Input: (T, 80) → Output: (T/4, 512). GELU activation + LayerNorm.
Conformer Encoder — 12 layers
Each block:
- Feed-forward (half-step, 512→2048→512, SiLU, dropout=0.1)
- Multi-head self-attention with RoPE (8 heads, causal, dropout=0.1)
- Depthwise conv module (kernel=31, causal, dropout=0.1)
- Feed-forward (half-step)
- Post-block LayerNorm
Causal masking enables streaming inference.

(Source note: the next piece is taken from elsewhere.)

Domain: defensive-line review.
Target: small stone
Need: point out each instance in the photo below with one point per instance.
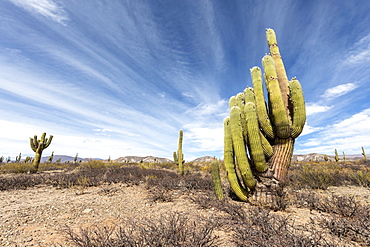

Acoustic Sentinel — the novel component
A 2-layer Transformer classifier (d=256, 4 heads) that predicts per-frame speech probability. Trained with BCE loss to distinguish speech from non-speech (MUSAN music noise).
The sentinel output gates the decoder's cross-attention — non-speech frames are masked to zero, preventing the decoder from hallucinating on silence or background noise.
Gated Decoder — 4 layers
Autoregressive decoder:
- Embedding dropout (p=0.1)
- Causal self-attention with RoPE (8 heads, dropout=0.1)
- Gated cross-attention over sentinel-masked encoder output (8 heads)
- Feed-forward (512→2048→512, GELU, dropout=0.1)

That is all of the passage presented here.